On Feb 25, 11:53 am, Mark Hansen wrote:
On 02/24/07 20:15, Robert M. Gary wrote:





On Feb 24, 11:37 am, Mark Hansen wrote:
I belong to a flying club. Of the many club rules, one is that the
pilot acting as PIC must be a club member. I can certainly see where
this is necessary.


However, the Chief Pilot for the club claims that the insurance
company is requiring that a safety pilot for IFR practice must also
be a club member, even when the safety pilot will *not* be acting
as PIC.


Insurance companies don't seem to care much about PIC. They determine
who is "pilot flying" (term used in most policies) mostly by what seat
you are in. However, the Chief Pilot is free to add any rules he
wants, he's kinda the boss.

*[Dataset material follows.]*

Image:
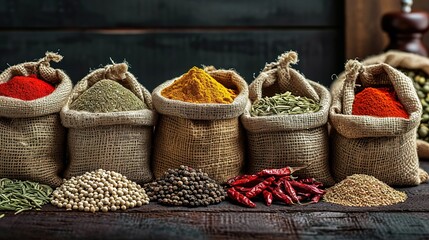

You certainly would never want to allow a
non-club member on the controls because the insurance co will get you
for that if there is an accident, regardless of PIC.


-Robert


Fair enough, Robert. However, what has that got to do with my specific
case? As I've said, the club member is acting as PIC. The safety pilot
is *not* flying the airplane.

Also, the Chief Pilot claims this restriction comes from the insurance
company, so (unless he's lying) this isn't a case of the Chief Pilot
making additional restrictions.


I think my point is that it doesn't make much difference if its an
insurance rule or the belief of the chief pilot. Either case is just
as binding. I know that some FBOs don't allow non-members to be safety
pilots because they are concerned that the safety pilot may end up
doing some flying. At least that is what they say, who knows. Maybe
they want the dues from the other guy. In fact, FBOs always seem
uncomfortable when a pilot, non-member is in their planes.